Denmark’s minimum wage is $25 an hour, and has a 35 Hour workweek
This one is particularly hilarious, because Denmark has no minimum wage laws. Rather, wages are negotiated between unions and employer associations. The average minimum wage negotiated by them comes out to 115 Danish Krone per hour, or around $18 USD at today’s conversion rate. Of course, remember that while a minimum wage worker in America can expect to pay no net income tax (and just payroll, state, and sales taxes), the Dane has to pay a minimum of 40 percent, plus 25 percent on all purchases. Eighteen dollars is immediately reduced to $10.8, which can only purchase $8.64 worth of goods pretax.

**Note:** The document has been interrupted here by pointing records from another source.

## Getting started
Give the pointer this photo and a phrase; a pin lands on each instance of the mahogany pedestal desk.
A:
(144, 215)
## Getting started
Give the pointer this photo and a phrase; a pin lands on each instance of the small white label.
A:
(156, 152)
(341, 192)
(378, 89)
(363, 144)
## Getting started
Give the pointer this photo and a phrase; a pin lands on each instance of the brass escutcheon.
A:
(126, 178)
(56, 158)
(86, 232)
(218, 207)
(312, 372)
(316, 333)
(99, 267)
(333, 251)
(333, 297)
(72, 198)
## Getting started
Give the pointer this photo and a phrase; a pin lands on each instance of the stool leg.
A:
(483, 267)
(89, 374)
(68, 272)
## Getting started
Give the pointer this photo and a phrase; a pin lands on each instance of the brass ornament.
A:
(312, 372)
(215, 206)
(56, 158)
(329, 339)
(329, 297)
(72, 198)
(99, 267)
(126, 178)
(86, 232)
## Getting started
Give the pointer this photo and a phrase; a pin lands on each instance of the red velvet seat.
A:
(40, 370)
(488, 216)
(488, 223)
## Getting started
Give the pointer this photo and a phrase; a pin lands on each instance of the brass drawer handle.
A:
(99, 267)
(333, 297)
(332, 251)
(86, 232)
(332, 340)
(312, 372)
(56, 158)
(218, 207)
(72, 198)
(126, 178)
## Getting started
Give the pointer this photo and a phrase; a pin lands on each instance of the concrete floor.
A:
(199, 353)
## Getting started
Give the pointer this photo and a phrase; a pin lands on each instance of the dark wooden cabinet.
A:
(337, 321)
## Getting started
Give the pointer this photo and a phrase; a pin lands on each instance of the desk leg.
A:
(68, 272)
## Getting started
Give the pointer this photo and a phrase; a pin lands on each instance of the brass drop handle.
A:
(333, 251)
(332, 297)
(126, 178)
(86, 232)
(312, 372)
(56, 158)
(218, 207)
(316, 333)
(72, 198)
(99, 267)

It is true that the Danes do work a shorter workweek than Americans, perhaps because the reward for work is taxed so heavily.
Denmark is the happiest country in the world
Scandinavian countries tend to occupy the status of being the happiest, despite their high taxes and cold weather. What could possibly be the cause? One theory:
Who can blame them? If you were paying nearly seventy percent of your income in taxes you’d be on drugs too.